Expression of RNA polymerase I catalytic core is influenced by RPA12
Brittany L. Ford,Ting Wei, Hester Liu, Catherine E. Scull, Saman M. Najmi, Stephanie Pitts, Wenjun Fan, David A. Schneider, Marikki Laiho
Abstract
RNA Polymerase I (Pol I) has recently been recognized as a cancer therapeutic target. The activity of this enzyme is essential for ribosome biogenesis and is universally activated in cancers. The enzymatic activity of this multi-subunit complex resides in its catalytic core composed of RPA194, RPA135, and RPA12, a subunit with functions in RNA cleavage, transcription initiation and elongation. Here we explore whether RPA12 influences the regulation of RPA194 in human cancer cells. We use a specific small-molecule Pol I inhibitor BMH-21 that inhibits transcription initiation, elongation and ultimately activates the degradation of Pol I catalytic subunit RPA194. We show that silencing RPA12 causes alterations in the expression and localization of Pol I subunits RPA194 and RPA135.
Introduction
RNA Polymerase I (Pol I) is a multi-subunit enzyme that operates in the nucleolus of the cell [1–3]. The key enzymatic activity of Pol I is to transcribe the ribosomal DNA (rDNA) into the 13 kb long 47S precursor ribosomal RNA (rRNA), which is the first step of the complex, resource and energy-consuming process of ribosome biogenesis [1, 2, 4]. Ribosome biogenesis is especially critical at times requiring extensive protein synthesis, such as cellular divisions during development and regeneration or for highly specialized functions within differentiated cells [5–7]. In this process transcription by Pol I is the rate limiting factor [1, 2, 8]. The magnitude of Pol I transcription and related metabolic activity in cells underscores the importance of this enzyme; up to 60% of all transcription in cells is by Pol I [4].
Material and methods
Cell culture and reagents
A375 melanoma (CRL-1619) cells were purchased from American Type Culture Collection.
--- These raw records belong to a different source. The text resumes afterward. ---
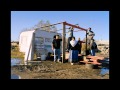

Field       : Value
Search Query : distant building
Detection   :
[11,41,19,46]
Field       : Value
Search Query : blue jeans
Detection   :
[90,49,95,56]
[69,50,78,63]
[54,49,61,61]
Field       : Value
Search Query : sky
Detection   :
[11,11,109,41]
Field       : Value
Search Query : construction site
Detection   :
[11,22,109,79]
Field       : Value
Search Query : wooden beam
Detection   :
[63,22,87,31]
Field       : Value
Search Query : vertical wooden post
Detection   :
[62,22,66,63]
[86,31,87,56]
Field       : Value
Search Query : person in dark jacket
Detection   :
[69,37,79,63]
[66,27,74,52]
[52,35,62,62]
[78,38,82,54]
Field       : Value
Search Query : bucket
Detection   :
[41,55,46,60]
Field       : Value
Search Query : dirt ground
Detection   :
[11,55,109,79]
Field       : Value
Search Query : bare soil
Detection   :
[11,52,109,79]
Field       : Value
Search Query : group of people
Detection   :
[52,27,97,63]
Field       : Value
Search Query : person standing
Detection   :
[52,35,62,62]
[90,39,97,56]
[78,38,82,54]
[69,37,79,64]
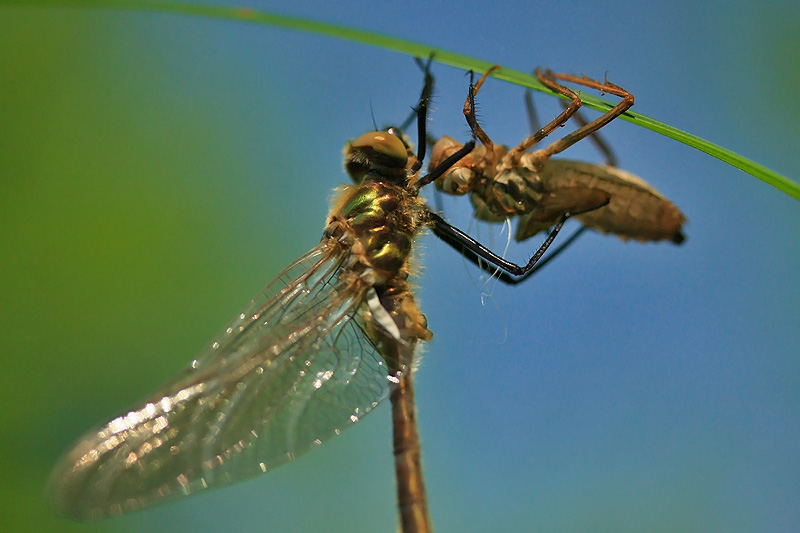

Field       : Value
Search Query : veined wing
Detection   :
[48,241,397,520]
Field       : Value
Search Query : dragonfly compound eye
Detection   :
[345,131,408,183]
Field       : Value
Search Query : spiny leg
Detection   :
[417,71,478,188]
[428,211,580,284]
[505,69,583,166]
[525,90,617,167]
[514,69,634,168]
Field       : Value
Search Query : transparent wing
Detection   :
[48,242,397,520]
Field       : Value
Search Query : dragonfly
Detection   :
[430,65,686,284]
[47,58,569,532]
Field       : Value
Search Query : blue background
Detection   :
[0,2,800,531]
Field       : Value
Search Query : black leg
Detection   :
[428,211,569,279]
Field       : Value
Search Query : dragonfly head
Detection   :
[344,131,408,183]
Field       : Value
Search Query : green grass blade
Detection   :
[7,0,800,200]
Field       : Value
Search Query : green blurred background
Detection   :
[0,2,800,531]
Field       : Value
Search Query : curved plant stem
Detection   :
[7,0,800,200]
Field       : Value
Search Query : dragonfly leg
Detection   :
[428,211,570,277]
[520,69,634,168]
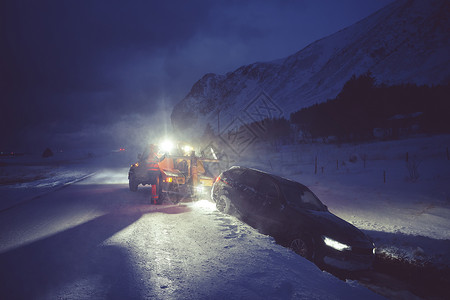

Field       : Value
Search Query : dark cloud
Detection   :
[0,0,389,150]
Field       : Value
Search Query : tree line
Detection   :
[290,72,450,142]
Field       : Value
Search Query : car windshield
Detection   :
[280,183,327,211]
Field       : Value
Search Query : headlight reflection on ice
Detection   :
[192,200,216,211]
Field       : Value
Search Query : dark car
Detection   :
[211,167,375,271]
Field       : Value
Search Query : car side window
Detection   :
[239,170,261,189]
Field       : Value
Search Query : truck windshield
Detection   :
[280,183,327,211]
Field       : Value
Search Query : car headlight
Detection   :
[195,185,205,194]
[322,236,352,251]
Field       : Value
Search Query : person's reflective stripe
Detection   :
[147,162,159,171]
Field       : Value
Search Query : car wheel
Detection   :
[128,178,139,192]
[289,237,313,260]
[216,195,235,215]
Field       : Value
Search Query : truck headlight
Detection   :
[195,185,205,194]
[159,140,175,153]
[322,236,352,251]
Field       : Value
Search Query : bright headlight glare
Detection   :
[195,185,205,194]
[159,140,174,153]
[323,236,352,251]
[183,145,194,154]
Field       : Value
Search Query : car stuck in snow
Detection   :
[211,166,375,271]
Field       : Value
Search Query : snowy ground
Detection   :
[0,136,450,299]
[0,159,381,299]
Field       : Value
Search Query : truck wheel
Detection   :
[216,195,236,215]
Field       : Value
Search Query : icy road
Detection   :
[0,169,382,299]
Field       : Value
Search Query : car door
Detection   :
[246,175,283,236]
[234,170,261,220]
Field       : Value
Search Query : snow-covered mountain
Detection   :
[171,0,450,134]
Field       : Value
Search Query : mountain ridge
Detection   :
[171,0,450,135]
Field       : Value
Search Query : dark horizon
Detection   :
[0,0,391,152]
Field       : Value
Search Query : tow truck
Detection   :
[128,142,219,204]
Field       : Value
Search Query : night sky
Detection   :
[0,0,392,151]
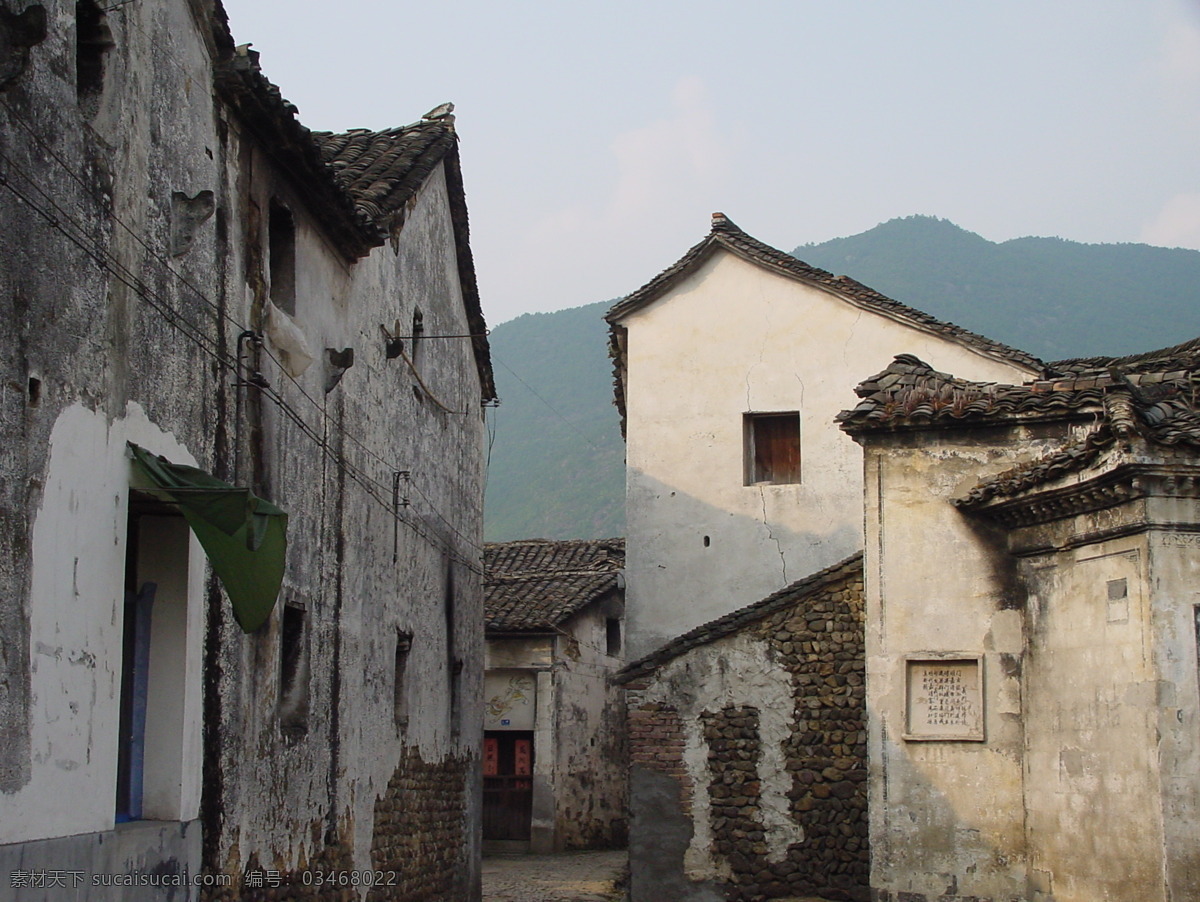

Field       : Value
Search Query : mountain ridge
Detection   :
[485,215,1200,541]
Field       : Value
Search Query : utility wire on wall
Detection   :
[0,103,482,575]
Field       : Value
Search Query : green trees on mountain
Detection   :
[485,216,1200,541]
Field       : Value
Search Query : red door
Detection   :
[484,730,533,841]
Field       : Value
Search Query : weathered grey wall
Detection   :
[626,564,869,902]
[866,419,1200,902]
[0,0,482,902]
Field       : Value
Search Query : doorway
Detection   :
[484,730,533,842]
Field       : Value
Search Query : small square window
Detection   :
[745,411,800,486]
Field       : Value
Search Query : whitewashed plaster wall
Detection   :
[0,402,204,844]
[0,0,484,894]
[623,251,1026,660]
[864,433,1045,900]
[220,144,484,870]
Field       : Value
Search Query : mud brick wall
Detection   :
[758,571,870,900]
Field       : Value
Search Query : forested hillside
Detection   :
[485,216,1200,541]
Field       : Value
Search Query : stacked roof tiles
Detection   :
[484,539,625,632]
[214,36,497,401]
[618,552,863,682]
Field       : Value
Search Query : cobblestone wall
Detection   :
[626,559,868,902]
[701,706,767,898]
[758,572,870,900]
[367,750,473,902]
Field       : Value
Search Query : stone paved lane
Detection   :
[484,852,628,902]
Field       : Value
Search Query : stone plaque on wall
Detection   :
[904,655,984,741]
[484,671,538,730]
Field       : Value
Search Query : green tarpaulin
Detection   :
[130,443,288,632]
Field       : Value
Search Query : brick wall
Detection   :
[626,563,870,902]
[625,680,692,814]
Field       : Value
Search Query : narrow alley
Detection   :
[484,850,628,902]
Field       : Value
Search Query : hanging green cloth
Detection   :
[130,441,288,632]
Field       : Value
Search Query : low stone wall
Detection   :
[626,559,870,902]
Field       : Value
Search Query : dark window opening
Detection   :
[280,605,308,736]
[268,200,296,317]
[392,630,413,727]
[115,489,190,823]
[442,560,462,739]
[745,411,800,486]
[76,0,113,116]
[605,617,620,657]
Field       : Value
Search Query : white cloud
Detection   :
[1140,192,1200,251]
[1159,11,1200,86]
[496,77,733,321]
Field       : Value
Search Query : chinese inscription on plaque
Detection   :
[906,657,983,740]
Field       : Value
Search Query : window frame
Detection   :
[742,410,804,486]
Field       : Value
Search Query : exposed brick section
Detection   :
[701,706,767,900]
[626,684,692,814]
[623,555,868,902]
[367,748,474,902]
[757,570,870,900]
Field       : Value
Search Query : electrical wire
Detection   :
[492,348,604,451]
[5,72,489,554]
[0,137,482,575]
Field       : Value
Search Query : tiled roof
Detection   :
[838,339,1200,509]
[312,123,455,231]
[617,552,863,682]
[605,214,1043,372]
[484,539,625,632]
[212,46,369,260]
[838,354,1103,433]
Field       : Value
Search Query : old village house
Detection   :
[0,0,494,902]
[484,539,626,853]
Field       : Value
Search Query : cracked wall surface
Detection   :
[622,251,1041,660]
[0,0,484,902]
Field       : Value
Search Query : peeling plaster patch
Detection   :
[646,635,804,879]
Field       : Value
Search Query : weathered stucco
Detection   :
[0,0,482,902]
[486,597,628,854]
[622,251,1024,660]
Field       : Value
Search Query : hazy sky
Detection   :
[224,0,1200,326]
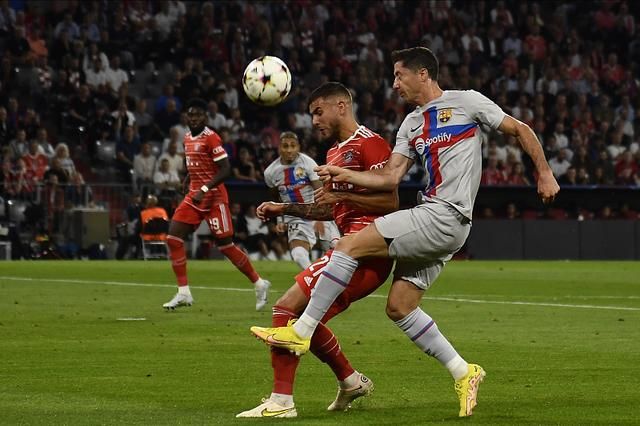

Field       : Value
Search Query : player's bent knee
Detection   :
[167,235,184,250]
[275,284,309,313]
[334,235,355,256]
[386,298,415,322]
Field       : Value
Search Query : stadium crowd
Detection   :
[0,0,640,255]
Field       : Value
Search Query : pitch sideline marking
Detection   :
[0,276,640,311]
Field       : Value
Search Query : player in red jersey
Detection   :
[162,99,271,310]
[236,82,398,417]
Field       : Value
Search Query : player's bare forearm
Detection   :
[316,153,412,192]
[206,158,231,189]
[499,116,551,173]
[332,189,400,214]
[284,203,333,220]
[499,115,560,204]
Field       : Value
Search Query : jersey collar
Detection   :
[338,125,364,148]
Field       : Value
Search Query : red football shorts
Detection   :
[296,250,393,322]
[171,198,233,239]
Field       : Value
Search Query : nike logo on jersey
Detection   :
[260,408,293,417]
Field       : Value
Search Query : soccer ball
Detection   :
[242,56,291,106]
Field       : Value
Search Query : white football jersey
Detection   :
[393,90,505,219]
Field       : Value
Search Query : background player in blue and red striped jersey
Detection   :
[237,82,398,417]
[264,132,340,269]
[162,99,270,310]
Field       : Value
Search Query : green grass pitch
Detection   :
[0,261,640,425]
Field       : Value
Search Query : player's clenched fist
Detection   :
[538,170,560,204]
[315,165,351,183]
[256,201,284,221]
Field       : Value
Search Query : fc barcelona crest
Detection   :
[438,108,453,123]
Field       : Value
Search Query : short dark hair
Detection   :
[309,81,353,105]
[391,47,440,81]
[280,131,299,142]
[187,98,207,112]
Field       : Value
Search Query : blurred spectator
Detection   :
[225,108,245,140]
[105,54,129,96]
[84,56,107,93]
[480,156,505,185]
[111,100,136,137]
[155,158,182,193]
[133,142,156,186]
[9,158,37,196]
[69,84,94,126]
[53,12,80,39]
[22,139,49,182]
[0,106,15,146]
[116,127,140,182]
[207,101,227,131]
[504,162,531,185]
[9,129,29,160]
[155,84,182,113]
[53,142,76,180]
[558,167,578,186]
[231,147,260,182]
[244,204,285,260]
[158,140,185,178]
[155,98,180,135]
[549,149,571,179]
[505,203,520,220]
[169,111,189,140]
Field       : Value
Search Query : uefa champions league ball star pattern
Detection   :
[242,56,291,106]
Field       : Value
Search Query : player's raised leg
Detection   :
[162,220,193,310]
[387,280,485,417]
[251,225,388,355]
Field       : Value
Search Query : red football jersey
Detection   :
[327,126,391,235]
[184,127,229,206]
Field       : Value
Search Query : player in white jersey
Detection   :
[251,47,559,417]
[264,132,340,270]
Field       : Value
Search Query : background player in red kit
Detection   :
[236,82,398,417]
[162,99,271,310]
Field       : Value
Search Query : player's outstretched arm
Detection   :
[498,115,560,204]
[316,153,413,192]
[314,188,400,214]
[191,157,231,204]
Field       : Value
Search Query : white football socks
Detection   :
[291,246,311,271]
[396,308,468,380]
[269,392,293,408]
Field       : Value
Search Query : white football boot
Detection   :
[236,399,298,418]
[162,293,193,311]
[327,373,373,411]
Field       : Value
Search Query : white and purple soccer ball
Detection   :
[242,56,291,106]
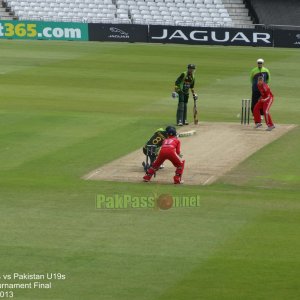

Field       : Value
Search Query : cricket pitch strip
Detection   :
[83,122,296,185]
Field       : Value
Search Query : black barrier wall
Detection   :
[89,24,148,43]
[149,25,273,47]
[274,28,300,48]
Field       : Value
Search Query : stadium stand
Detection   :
[246,0,300,29]
[3,0,253,27]
[0,2,14,20]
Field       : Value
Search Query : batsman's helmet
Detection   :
[257,73,265,80]
[166,125,176,132]
[188,64,196,70]
[166,126,177,136]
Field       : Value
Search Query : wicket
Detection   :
[241,99,251,125]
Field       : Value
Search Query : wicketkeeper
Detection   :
[253,75,275,131]
[143,127,185,184]
[172,64,198,126]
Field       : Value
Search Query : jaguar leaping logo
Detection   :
[109,27,128,35]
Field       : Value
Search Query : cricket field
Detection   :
[0,40,300,300]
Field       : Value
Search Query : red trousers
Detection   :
[152,148,182,170]
[253,97,274,127]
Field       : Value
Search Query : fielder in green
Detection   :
[172,64,198,126]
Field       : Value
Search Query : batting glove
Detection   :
[172,92,178,99]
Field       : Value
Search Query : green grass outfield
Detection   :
[0,41,300,300]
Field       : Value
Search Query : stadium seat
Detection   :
[6,0,249,25]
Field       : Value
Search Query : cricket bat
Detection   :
[193,100,198,125]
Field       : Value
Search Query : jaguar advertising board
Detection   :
[89,24,148,42]
[149,25,273,47]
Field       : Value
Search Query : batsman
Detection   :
[172,64,198,126]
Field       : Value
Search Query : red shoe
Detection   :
[143,174,152,182]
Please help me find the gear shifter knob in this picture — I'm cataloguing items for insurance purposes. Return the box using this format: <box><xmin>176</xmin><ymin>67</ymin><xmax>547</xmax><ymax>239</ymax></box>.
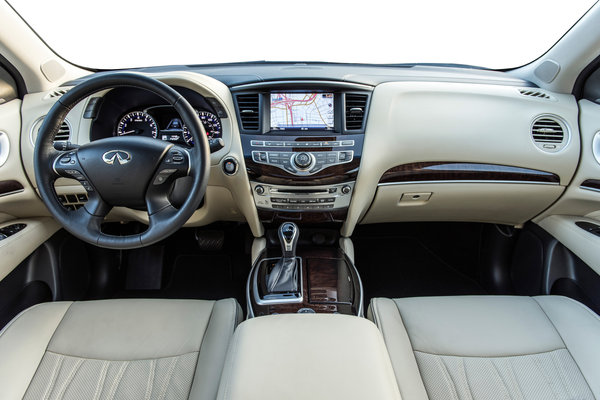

This cell line was authenticated using short tandem repeat analysis by Johns Hopkins Genetic Resources Core Facility. Mycoplasma testing was conducted periodically using qPCR with negative results. The cells were maintained in a humidified atmosphere comprising of 5% CO2 at 37˚C. A375 cells were cultured in DMEM supplemented with 10% fetal bovine serum and 4.5 g/L glucose. Pol I inhibitor BMH-21 (12H-benzo[g]pyrido[2,1-b] quinazoline-4-carboxamide, N-[2(dimethylamino)ethyl]-12-oxo) used in this study was synthesized as described by Colis et al. and verified for purity using liquid chromatography/ mass spectrometry and 1H nuclear magnetic resonance [13]. Yeast cells were grown at 23°C on Yeast Peptone Dextrose (YEPD) agar plates supplemented with indicated concentrations of BMH-21.
Results
Effect of Pol I inhibitor BMH-21 on RPA12
RPA12, the small 13.9 kDa subunit specific for Pol I, is required for the cleavage of nascent rRNA and assists in polymerase backtracking and proofreading [20, 26, 27]. Based on detailed dynamic studies in vitro, RPA12.2, the yeast RPA12 homologue, affects nucleotide addition kinetics and elongation complex stability [19, 20]. We have earlier shown that BMH-21, a small-molecule Pol I inhibitor, destabilizes RPA194 [12]. However, the effect of BMH-21 on RPA12 has not been analyzed before. We first conducted a kinetic experiment to assess the impact of BMH-21 on RPA12 using immunofluorescence analysis. BMH-21 (1 μM) was applied to the cells for increasing periods of time, up to 180 minutes, followed by staining of the cells for RPA12 (Fig 1A). Pol I transcription stress by BMH-21 leads to nucleolar reorganization, is amply documented [12, 39], and was monitored by staining for fibrillarin (FBL), an RNA methyltransferase and dense fibrillar center protein required for rRNA processing. BMH-21 treatment caused rearrangement and condensation of the nucleolus at 30–60 minutes of treatment. Nucleolar caps became prominent at 180 min.
Discussion
RPA12 is bestowed with several key activities in Pol I transcription. These include nucleotide addition, RNA cleavage, enzyme backtracking and proofreading, and transcription termination [18, 20, 26, 27, 41]. Not surprisingly, RPA12.2 deletion has temperature-associated lethality in yeast. However, when grown at cold temperatures, or if only the C-terminus containing the TFIIS paralog domain is deleted, viability is sustained [24, 42]. We were unsuccessful in establishing long-term stable knockout of RPA12 using shRNA or sgRNAs (not shown) in mammalian cancer cells, while transient knockdown was achieved using both shRNA and siRNA.
Conclusion
Here we showed that the transient depletion of RPA12, a core component of the Pol I enzyme complex and an essential factor for RNA cleavage, led to a decreased steady-state protein expression of the catalytic subunit RPA194. Despite this, RPA12 is nonessential for continued rRNA synthesis and chromatin engagement of the polymerase in human cancer cells. However, long-term sustained depletion of RPA12 was not achieved. This study has the limitation that it was performed in only one cancer cell line. Additional studies will be needed to investigate the implications of RPA12 knockdown and the functional impact it has on Pol I enzyme composition, transcription, and termination. As yeast RPA12.2 conveys proofreading functions for the rRNA transcript and its depletion leads to high polymerase error rates, it is plausible that long-term ablation of its activity leads to rRNA transcription errors that compromise ribosome function and cell survival.
Acknowledgments
The authors would like to thank the Light Microscopy Unit at the University of Helsinki for the use of their facility and assistance with the processing of IF images.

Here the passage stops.